2. Magnetic storage switch according to claim 1, characterised in that two switch plates are provided, wherein the switch discs (A, B) and the pole armature are provided between these switch plates.

3. Magnetic storage switch according to claim 1 characterised in that the switch plates can move relative to the switch discs (A, B) in the direction of the rotation axis of the pole armature.

4. Magnetic storage switch according to claim 2, characterised in that return springs are provided which pretension the switch plates.

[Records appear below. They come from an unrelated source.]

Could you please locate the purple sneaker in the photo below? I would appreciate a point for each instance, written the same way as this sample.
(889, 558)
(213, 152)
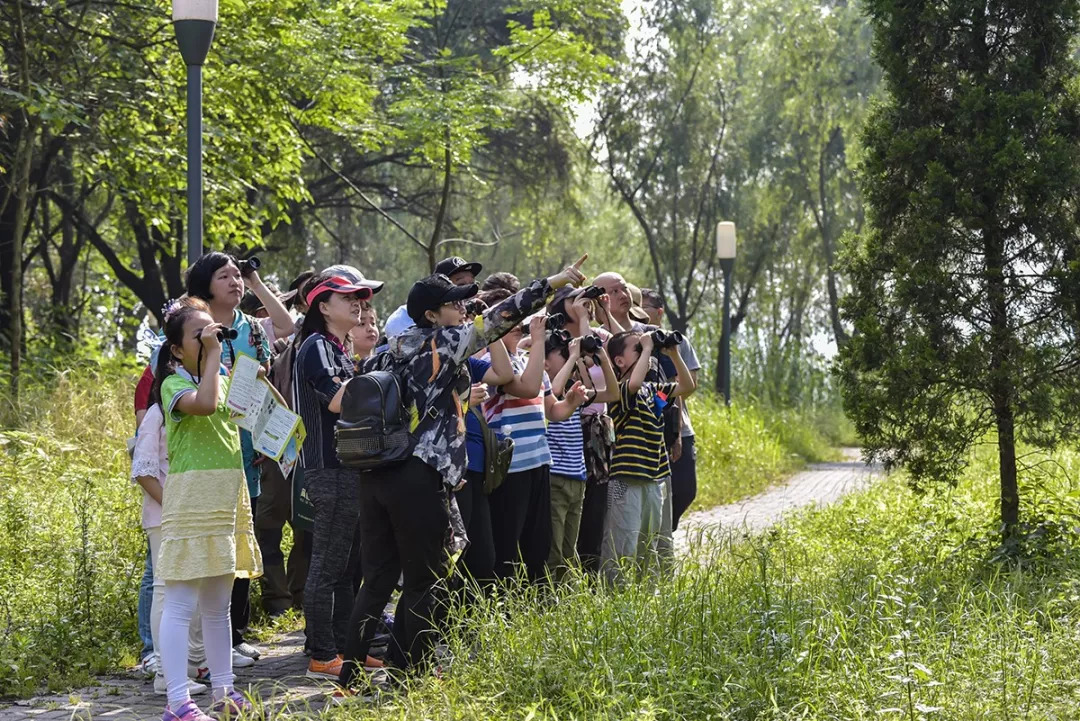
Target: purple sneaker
(188, 711)
(233, 705)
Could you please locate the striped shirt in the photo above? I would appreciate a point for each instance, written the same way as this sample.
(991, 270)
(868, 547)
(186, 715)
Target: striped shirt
(567, 447)
(639, 452)
(523, 421)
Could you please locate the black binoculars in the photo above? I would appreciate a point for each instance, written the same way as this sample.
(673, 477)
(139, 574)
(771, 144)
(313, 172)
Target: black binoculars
(591, 344)
(592, 291)
(663, 339)
(554, 322)
(225, 334)
(248, 266)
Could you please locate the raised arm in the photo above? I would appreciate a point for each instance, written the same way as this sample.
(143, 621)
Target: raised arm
(282, 321)
(500, 372)
(610, 392)
(527, 385)
(642, 367)
(685, 382)
(558, 383)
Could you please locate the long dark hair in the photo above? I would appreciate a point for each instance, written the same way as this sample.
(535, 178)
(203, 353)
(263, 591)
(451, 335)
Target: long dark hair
(201, 274)
(174, 336)
(619, 343)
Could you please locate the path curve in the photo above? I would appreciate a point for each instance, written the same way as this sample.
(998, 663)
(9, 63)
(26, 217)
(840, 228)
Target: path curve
(821, 484)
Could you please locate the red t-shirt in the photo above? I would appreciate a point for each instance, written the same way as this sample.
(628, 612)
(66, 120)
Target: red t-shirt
(143, 390)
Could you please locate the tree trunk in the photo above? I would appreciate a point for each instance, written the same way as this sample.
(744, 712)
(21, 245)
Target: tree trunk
(1002, 391)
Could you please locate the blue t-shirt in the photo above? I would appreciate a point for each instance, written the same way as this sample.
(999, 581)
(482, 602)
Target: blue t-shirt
(567, 447)
(474, 435)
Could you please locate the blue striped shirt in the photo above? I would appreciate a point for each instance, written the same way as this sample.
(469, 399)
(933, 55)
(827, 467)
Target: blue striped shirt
(567, 447)
(522, 420)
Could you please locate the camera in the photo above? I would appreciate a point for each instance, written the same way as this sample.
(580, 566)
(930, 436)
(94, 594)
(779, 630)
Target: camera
(225, 334)
(558, 338)
(591, 344)
(592, 293)
(662, 339)
(248, 266)
(475, 307)
(555, 322)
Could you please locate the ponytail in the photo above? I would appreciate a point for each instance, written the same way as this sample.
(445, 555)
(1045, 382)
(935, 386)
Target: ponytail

5. Magnetic storage switch with a pole armature which can move in a longitudinal direction, with a first switch disc (A) and a second switch disc (B), wherein the pole armature is provided between these switch discs (A, B) and the pole armature comprises a plurality of magnets which are arranged next to one another with respectively alternating polarity in the longitudinal direction of the pole armature, characterised in that the switch discs (A, B) comprise magnetisable segments and the two switch discs (A, B) are displaced relative to one another in the longitudinal direction by approximately one half of the pitch with respect to the segments.